My intervention focused on a single point: Data & Policy. This is not because I don’t think other aspects are equally or even more important, but because I am a big believer of focusing on a single idea in talks. Addressing more than one area in a 15-20m presentation many times makes it confuse, ending with a long list of bullet points that are never developed in depth.

Data & Policy has also been one of my areas of research with Sabine Bunsbricker of Purdue University with whom we presented our ideas in quite some conferences. The main idea is to establish a link between Policy and complexity.

Policies have been devised since long as the implementation of political ideologies and there is nothing wrong with that in principle. However, once implemented many times we forget to check if they really work and what are the societal results and implications of these policies. As complexity increases and successful implementations become more complicated and we find an increasing number of policies that either don’t work or produce results that harm the society. Not only that, sometimes policies create monopolies supposedly protecting the public good that result being big stoppers to progress and innovation. In short, they do far more harm than good.

Data can help. The use of data to inform policies produced experimentally can help a lot in situations of medium or high complexity with multiple constituencies, conflicting interests and evolving technologies. Sounds familiar? Yes, our world today.

I presented some examples of this. First an initiative of San Francisco aimed at reducing the number of bike and pedestrian accidents to zero. It is certainly a shame that the number of traffic accidents in major cities can be counted by the hundreds still in this XXI century. San Francisco used big data technologies to detect that 70% of them happens in 12% of the intersections and devised a plan to change this 12% reducing the number of accidents, potentially to zero.

My second example came from the U.K. . All countries are making efforts to reduce health care costs and one of the common policies is to promote the use of generic instead of proprietary drugs.

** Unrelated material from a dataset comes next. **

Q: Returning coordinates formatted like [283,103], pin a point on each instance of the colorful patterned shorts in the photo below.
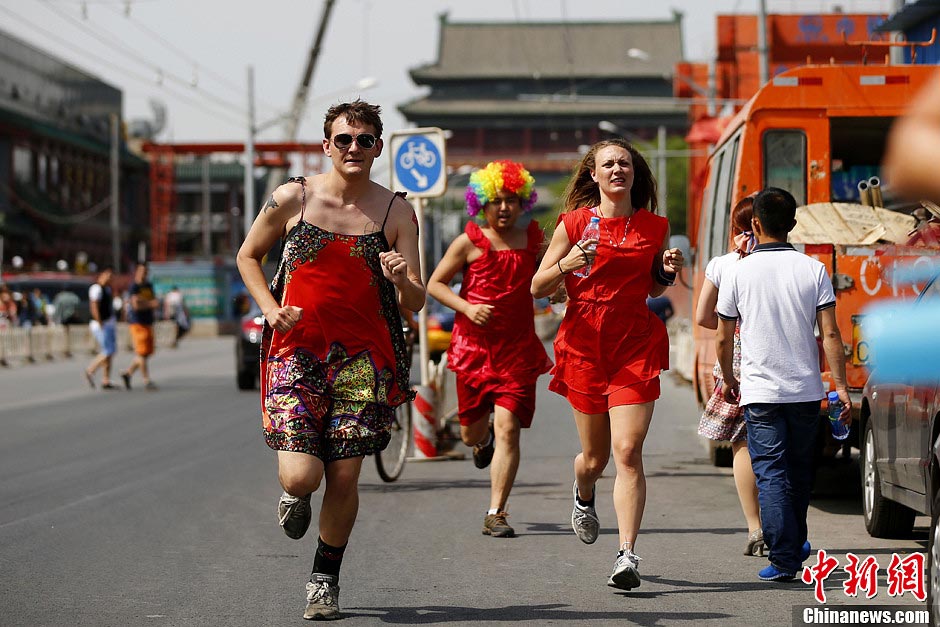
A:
[330,429]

Theoretically savings are great but many times nobody checks and doctors continue prescribing proprietary drugs. Prescribing Analytics is a project that uses big data to look into the actual prescriptions and alert on the compliance with generics. You may be surprised to know that potential savings of 27M pounds a month in a single drug are possible if compliance is enforced.

My third and last example was about the use of experimentation. I presented some of the trials on Basic Income that are being carried on in Europe. Many European countries have in practice some kind of basic income implemented in a midst of subsidies coming from different administrations. The idea of putting all of them together is attractive but again implementation counts a lot and finding the best implementation is not easy, so some countries are running tests to explore potential implementations and their benefits.

Finally, I summarized the ideas in the talk with a simple diagram describing the interaction between societal complexity and policy and the use of data and experiments to better handle it.

complexitypolicy

Many more things happened this day. A talk of Gavin Starks, former director of the Open Data Institute, a really nice panel with many interesting interventions and proposals and a workshop with some of the most important actors on A.I., Big Data and Data Science in Barcelona. However, I wanted to highlight these three presentations that in a way present three different perspectives on how to bring much needed Data to city management.